A long time professor of Systems Science at Binghamton University he received his PhD in computer science from the Czechoslovak Academy of Sciences and while at the Czech Technical University, he worked with computer pioneer Dr. Antonin Svoboda. Professor Klir authored over 300 articles and 16 books. He has also edited 10 books and had been editor of the International Journal of General Systems since 1974 and the International Book Series on Systems Science and Systems Engineering since 1985. He was also president of SGSR (1981-82), IFSR (1980-84), NAFIPS (1988-1991) and IFSA (1993-1995). He just completed a new book with Radim Belohlavek and Joseph Dauben - Fuzzy Logic and Mathematics: A Historical Perspective (currently with the publisher Oxford University Press) .

I was privileged to have known George the past 20 plus years. He was my dissertation advisor and instructor. His areas of study are listed as - Fuzzy Logic, General Systems Theory, and Generalized Information Theory. He advised me in researching the later but it was in the area of General Systems Theory that I really came to understand where his energy in approach stemmed. Here was a world renowned researcher in his field taking the time every weekend for two and a half years to guide me through my research while I was working full time and raising a family. His patience, forbearance, and boundless energy always left me leaving our meetings with newly formed optimism and enthusiasm.

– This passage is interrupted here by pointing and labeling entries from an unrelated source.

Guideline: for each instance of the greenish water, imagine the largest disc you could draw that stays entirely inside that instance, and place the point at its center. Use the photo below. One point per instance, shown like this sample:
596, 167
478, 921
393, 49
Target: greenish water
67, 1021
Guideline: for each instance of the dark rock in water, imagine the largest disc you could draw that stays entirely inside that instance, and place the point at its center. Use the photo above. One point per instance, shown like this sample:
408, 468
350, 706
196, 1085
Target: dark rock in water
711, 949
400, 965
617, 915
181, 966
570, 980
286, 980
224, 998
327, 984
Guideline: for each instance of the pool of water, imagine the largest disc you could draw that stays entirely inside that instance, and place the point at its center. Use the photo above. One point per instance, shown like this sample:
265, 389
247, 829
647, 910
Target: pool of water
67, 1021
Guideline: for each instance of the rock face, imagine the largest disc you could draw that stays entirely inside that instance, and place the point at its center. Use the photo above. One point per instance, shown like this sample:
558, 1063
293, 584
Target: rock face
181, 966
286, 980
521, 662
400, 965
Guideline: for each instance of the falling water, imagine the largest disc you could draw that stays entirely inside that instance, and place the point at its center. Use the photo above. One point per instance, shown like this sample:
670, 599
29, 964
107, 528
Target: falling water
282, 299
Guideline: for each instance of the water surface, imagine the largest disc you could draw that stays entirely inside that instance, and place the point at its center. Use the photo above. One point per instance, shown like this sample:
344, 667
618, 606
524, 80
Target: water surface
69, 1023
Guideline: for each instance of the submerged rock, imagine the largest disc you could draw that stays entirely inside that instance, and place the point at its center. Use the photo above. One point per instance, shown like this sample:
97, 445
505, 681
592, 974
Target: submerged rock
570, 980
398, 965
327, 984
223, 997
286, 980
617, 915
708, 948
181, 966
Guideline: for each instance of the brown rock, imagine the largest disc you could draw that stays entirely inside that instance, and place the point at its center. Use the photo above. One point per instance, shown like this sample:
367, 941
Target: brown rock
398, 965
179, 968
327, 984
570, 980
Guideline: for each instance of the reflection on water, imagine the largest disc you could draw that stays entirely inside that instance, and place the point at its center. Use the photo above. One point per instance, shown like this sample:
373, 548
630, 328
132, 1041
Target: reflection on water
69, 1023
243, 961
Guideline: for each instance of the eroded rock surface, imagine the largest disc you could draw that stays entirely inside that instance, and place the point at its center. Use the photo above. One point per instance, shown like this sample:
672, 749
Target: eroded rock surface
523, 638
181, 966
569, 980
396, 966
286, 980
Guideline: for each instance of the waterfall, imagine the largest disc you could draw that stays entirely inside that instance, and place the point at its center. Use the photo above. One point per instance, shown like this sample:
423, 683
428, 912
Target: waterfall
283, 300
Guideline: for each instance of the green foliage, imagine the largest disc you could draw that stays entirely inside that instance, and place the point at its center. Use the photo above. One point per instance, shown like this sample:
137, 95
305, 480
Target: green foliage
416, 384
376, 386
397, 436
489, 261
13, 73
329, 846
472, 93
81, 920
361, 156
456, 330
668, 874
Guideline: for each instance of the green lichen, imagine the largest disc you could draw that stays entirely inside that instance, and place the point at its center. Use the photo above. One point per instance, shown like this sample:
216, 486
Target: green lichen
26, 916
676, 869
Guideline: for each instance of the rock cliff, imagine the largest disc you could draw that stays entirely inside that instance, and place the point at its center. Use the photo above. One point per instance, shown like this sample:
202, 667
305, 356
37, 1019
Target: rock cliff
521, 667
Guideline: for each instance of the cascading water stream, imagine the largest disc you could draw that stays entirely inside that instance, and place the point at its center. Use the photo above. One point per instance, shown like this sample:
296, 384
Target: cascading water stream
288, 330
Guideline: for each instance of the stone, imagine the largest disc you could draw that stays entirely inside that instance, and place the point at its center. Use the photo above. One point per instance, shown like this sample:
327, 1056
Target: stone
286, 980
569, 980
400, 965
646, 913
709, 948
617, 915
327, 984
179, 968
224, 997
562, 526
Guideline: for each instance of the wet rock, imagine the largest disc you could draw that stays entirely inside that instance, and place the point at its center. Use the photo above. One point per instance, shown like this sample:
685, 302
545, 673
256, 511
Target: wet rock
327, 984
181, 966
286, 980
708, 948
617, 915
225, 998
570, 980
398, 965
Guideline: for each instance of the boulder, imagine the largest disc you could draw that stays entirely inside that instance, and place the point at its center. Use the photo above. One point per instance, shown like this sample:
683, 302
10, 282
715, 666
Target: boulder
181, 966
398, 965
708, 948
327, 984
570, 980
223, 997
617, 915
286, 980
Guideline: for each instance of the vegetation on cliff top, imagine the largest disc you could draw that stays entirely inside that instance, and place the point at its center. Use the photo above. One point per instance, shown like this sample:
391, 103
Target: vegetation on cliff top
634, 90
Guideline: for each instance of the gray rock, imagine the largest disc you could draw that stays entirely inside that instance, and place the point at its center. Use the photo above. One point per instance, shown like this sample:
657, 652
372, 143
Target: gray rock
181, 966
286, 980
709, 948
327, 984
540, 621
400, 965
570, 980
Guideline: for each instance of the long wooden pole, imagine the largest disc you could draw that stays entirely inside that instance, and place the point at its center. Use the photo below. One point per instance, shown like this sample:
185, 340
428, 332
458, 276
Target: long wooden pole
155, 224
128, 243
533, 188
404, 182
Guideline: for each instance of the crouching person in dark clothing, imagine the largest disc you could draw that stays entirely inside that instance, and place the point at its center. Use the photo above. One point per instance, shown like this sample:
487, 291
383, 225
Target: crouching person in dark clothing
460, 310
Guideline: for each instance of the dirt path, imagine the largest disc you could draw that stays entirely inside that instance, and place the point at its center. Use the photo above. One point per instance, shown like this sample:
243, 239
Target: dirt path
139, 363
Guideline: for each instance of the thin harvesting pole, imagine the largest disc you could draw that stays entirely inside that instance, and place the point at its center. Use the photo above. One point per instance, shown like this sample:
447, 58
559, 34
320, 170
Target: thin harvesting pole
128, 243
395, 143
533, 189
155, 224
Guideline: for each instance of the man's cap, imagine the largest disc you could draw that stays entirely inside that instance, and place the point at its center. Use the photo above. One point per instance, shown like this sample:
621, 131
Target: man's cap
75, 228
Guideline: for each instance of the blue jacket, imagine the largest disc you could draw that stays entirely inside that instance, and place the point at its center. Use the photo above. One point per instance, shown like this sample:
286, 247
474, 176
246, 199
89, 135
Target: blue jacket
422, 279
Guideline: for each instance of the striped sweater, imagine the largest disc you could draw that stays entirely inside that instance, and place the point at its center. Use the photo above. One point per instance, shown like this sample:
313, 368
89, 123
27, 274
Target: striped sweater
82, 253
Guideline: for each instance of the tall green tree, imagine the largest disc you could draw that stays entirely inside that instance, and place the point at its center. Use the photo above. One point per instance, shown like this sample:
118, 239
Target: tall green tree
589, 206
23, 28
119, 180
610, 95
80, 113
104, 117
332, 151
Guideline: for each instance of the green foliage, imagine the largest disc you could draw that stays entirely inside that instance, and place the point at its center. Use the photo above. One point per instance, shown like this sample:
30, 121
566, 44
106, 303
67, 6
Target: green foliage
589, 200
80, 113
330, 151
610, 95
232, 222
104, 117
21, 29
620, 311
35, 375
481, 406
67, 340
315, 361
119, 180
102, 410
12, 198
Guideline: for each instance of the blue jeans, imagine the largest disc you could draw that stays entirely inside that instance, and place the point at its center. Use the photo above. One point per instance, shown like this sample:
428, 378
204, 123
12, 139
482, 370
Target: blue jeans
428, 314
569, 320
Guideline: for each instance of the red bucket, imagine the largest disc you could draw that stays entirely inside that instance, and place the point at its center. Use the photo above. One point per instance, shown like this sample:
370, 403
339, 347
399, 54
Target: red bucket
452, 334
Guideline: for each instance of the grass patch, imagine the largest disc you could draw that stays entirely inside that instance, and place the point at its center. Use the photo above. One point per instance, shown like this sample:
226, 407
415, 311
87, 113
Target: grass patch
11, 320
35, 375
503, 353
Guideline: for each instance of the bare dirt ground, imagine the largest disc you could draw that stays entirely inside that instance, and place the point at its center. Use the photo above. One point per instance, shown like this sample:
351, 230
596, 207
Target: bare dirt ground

My wife, Nancy, and I have kept in contact over the years meeting George and his wife, Milena, every Christmas season. I would make my grandmother's Ukrainian pierogi, Milena would prepare specialty caraway, poppy seed, and and parmesan crackers, and we would enjoy our holiday visit with a glass of George's favorite California wine.

To quote the American philosopher William James "The aim of a college education is to teach you to know a good man when you see one." A personal goal fulfilled — I really loved this good man.